The correct smart circuitry (which would have to run off DC, not the AC that chargers are designed for now) connected between the panels and the battery could make it safe, but then again the amount of time it could take to fully recharge the battery could be days as opposed hours. With larger panels that offer more capacity, the charging could be much quicker, but then the need for the smart circuitry is even more pronounced. So we see that this technology is not ready for us E-bikers yet.
The guys at Levay also mentioned that the panels were there to extend the range of the battery during a ride and not just for recharging. I have seen such set-ups on-line and on Bike Book (most people call it Facebook). This isn’t a bad idea, yet the cost and the size of the solar panels can be very restrictive (more on that in a minute).

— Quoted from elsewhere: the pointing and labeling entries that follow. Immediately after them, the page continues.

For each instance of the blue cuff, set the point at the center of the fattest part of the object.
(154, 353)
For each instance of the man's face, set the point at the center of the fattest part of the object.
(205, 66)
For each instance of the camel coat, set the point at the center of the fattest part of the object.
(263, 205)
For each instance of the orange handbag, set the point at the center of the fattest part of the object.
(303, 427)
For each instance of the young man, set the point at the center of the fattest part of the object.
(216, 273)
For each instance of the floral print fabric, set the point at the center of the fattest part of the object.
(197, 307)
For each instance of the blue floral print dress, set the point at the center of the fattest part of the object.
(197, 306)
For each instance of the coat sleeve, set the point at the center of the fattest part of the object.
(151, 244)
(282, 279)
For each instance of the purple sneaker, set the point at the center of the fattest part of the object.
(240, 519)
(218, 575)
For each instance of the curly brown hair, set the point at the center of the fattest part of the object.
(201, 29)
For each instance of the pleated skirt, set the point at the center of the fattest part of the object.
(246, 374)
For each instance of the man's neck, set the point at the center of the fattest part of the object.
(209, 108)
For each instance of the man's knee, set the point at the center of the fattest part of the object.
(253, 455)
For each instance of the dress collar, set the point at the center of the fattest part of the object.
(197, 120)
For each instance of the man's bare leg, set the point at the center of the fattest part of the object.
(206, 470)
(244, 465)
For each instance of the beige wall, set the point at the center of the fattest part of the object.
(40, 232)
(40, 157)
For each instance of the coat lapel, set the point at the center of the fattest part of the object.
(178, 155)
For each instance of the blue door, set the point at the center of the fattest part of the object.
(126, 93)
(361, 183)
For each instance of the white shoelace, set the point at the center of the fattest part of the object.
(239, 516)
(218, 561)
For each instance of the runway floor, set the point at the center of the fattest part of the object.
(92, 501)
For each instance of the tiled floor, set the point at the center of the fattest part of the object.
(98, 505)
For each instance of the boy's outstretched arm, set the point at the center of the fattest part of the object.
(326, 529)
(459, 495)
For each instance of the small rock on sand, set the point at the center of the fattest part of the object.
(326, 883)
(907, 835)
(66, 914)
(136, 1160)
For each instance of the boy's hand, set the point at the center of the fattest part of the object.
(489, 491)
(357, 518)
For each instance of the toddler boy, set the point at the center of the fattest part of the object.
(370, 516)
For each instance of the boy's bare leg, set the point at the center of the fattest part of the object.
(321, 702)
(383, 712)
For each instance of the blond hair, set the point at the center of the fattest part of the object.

Next-up is a solar powered bike. At my first E-bike seminar here in San Diego (the next one is this October 9th, don’t miss it), a new friend Mark, brought his bike he’s been developing. It uses a pair of solar panels supported by a bike trailer to power the bike’s motor. This concept isn’t new, as we’ve been seeing this in solar-powered car competitions for a long time. Still, for an E-bike this idea is pretty fresh. The two panels make for a large and bulky item to haul, but did the job.
Being a 24 volt bike, the two 12 volt panels created just enough power to keep the bike rolling at a decent pace, yet having the sun shining is necessary to make it happen. His plan was to make the two day ride from his home to the seminar and stay the one night at a hotel at the half way point. The first day went great, but day two was overcast and didn’t allow the trip to continue. His wife came to his rescue with their van to bring him and the bike to the seminar.
That actually worked out pretty good, as he said 60 miles on the bike took a lot out of him (and this behind). Other than the lack of sun for day two, the bike has performed well. He has thoughts of marketing his invention, but I haven’t been able to contact him lately so I can’t say how things are going with that.
Although I normally don’t like talking money, now we will. It is said that it takes about 5 to 10 cents for each recharge of an E-bike battery. So if you figure in that price on 1000 recharges (the lifecycle of a E-bike lithium battery?), you are looking at about $50-$100. (The expected life of a quality E-bike lithium battery is 500-1500 recharges over a 3-5 year period). That is small change compared to what solar panels and all the associated gear cost nowadays. If you were shopping solar just for your E-bike, price wise it just wouldn’t make sense. Of course you need to figure in the effect the standard ways to make electrical power has on our environment. Yet making the solar panels has some effect too. So having a full-house solar system that runs everything, and also charges your E-bike would be good, but doing it exclusively for your bike isn’t necessarily that good.
So as we wait for new technology to get more efficient and less-expensive solar energy, I do have to say right now it doesn’t add-up for E-bikes. I have read about some new panels that are coming out that will be much better, but I think we are far from the point of using solar to power our E-bikes easily and inexpensively. Time will tell and I am all for the power of the sun to roll me down the road.
Power-up, Turbo Bob.
“Melancholy is incompatible with bicycling.”—James E. Starrs.